Ankle weights are relatively self-explanatory; they are small, weighted pouches which are wrapped around the ankles, and are designed to make activities like jogging much more intense. Ankle weights can be filled with any kind of material to make them heavier such as lead pellets, metal bars, or even clumps of sand.

Typically, ankle weights are secured to the ankle by means of a Velcro strap. Other manufacturers may use plastic buckles or fasteners in order for the user to disengage the ankle weights from the legs easier. The kind of mechanism which secures an ankle weight to the leg may vary depending on the model you choose.

The extra resistance that ankle weights provide when performing even the most basic of exercises can make them a good training aid, especially if you are in a hurry to lose weight or bulk up. Runners and other kinds of athletes can use them to significantly increase the difficulty of their fitness regimens in order to gain results for competitions faster.

Pros and Cons of Ankle Weights

Ankle weights can have the following benefits on health when used properly, they can also have a few disadvantages and health risks to them when used improperly, much like other forms of home gym equipment:

PROS:
  • As ankle weights add resistance to your normal aerobic regimen, they can add an element of resistance training to your warmup period, much like a rowing machine can.
  • As a result of this added resistance, the person who exercises with a set of ankle weights will be able to build leg strength faster.
  • Ankle weights also fasten directly on your ankles, so you do not need to fumble around while carrying them. They can be just as portable as you make of them.
  • They are also diverse in nature; you can integrate them in more exercises than just your everyday jogging routine.

CONS:
  • The added weight can cause tension in the ankles, legs, and the lower areas of the body in general. If you feel painful after exercising with a set of ankle weights after a while, then take a rest.
  • Overexertion with a set of ankle weights can also lead to exhaustion; passing out or blacking out while jogging in the middle of the city can be potentially dangerous.
  • Injuries may also be exacerbated with the use of ankle weights, such as torn ligaments, sprains, cramps, joint dislocations and even serious muscle strain.
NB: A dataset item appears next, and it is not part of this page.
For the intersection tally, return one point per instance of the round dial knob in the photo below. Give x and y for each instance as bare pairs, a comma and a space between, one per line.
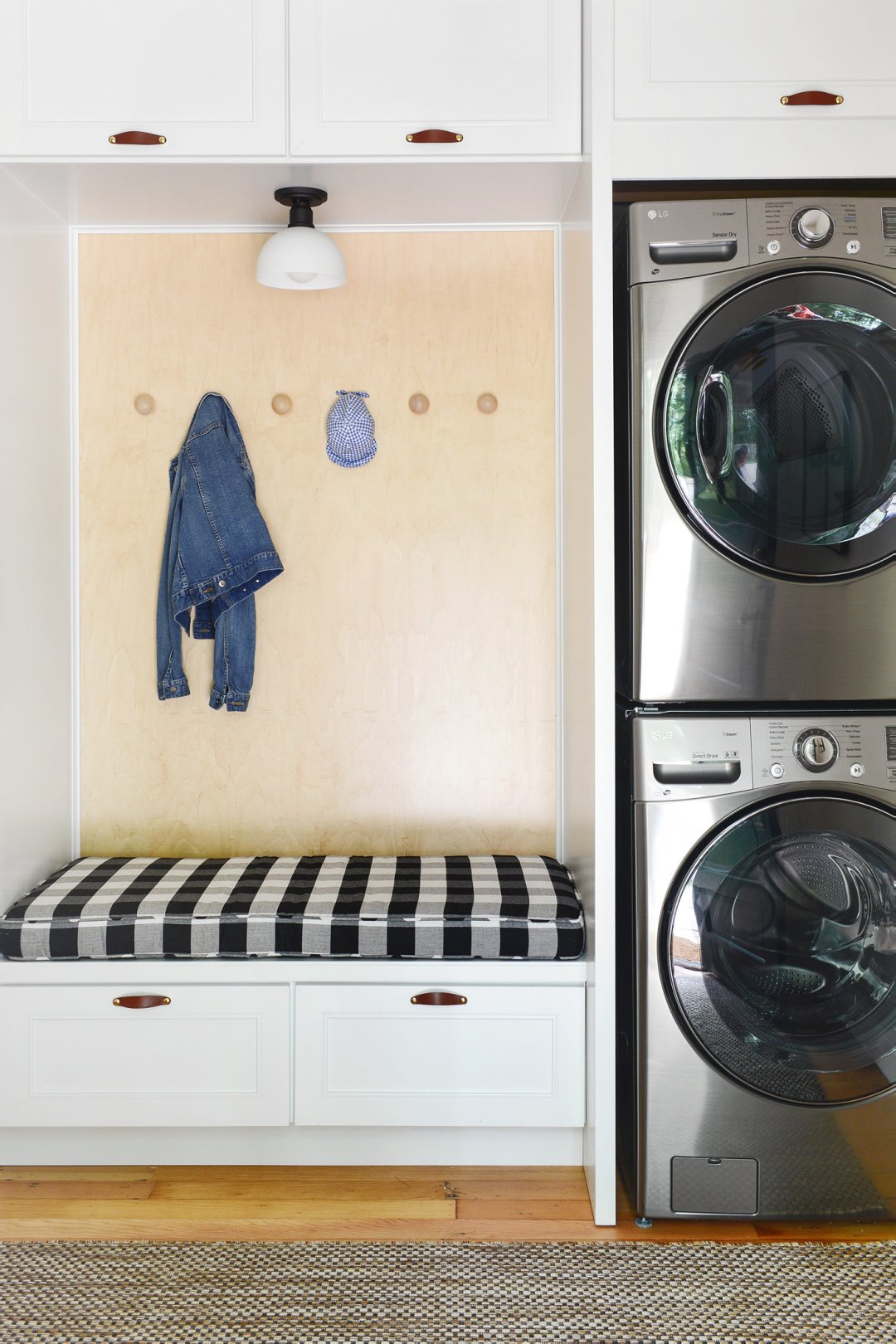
816, 749
811, 227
Ankle weights may not be recommended for people who are recuperating from injuries on the legs because of these reasons.

Alternatives to Ankle Weights

The risks involved with ankle weights can be fairly minimal, if not completely negligible should you already have previous experience in the gym. However, if you do concern yourself with even the slightest chance of injury, or if you are recovering from an injury in the legs, then you may be seeking alternatives to using ankle weights.

Here are a few alternatives that may allow you to get a complete exercise regimen, only without the use of ankle weights:

  • Ankle weights can make your workout sessions shorter, yet more intense. Should your schedule allow for such, you may simply schedule longer aerobic workout sessions to reap the same rewards that a set of ankle weights can do for you in a shorter time span.
  • If you would like to increase the rate at which you perform aerobic exercises, then you can try doing an exercise at faster, more intense intervals.
  • Try to think of other ways to exercise the lower body if you do not prefer to use ankle weights. A Roman chair might be good for this purpose, as it can be used for a wide variety of exercises which work out the lower body and legs.
  • You can also perform a variety of exercises with a set of free weights like a set of cheap dumbbells. There are many dumbbell exercises that also exercise the legs and lower body.

Ankle weights can only be as useful and as safe as you make of them. While they do present minimal health risks to even the most dumbfounded of gym goers, they can be potentially valuable exercise tools both in the gym, at home, and outdoors. If you feel that the risks are negligible enough to ignore, then don’t discount what a set of ankle weights can do for you.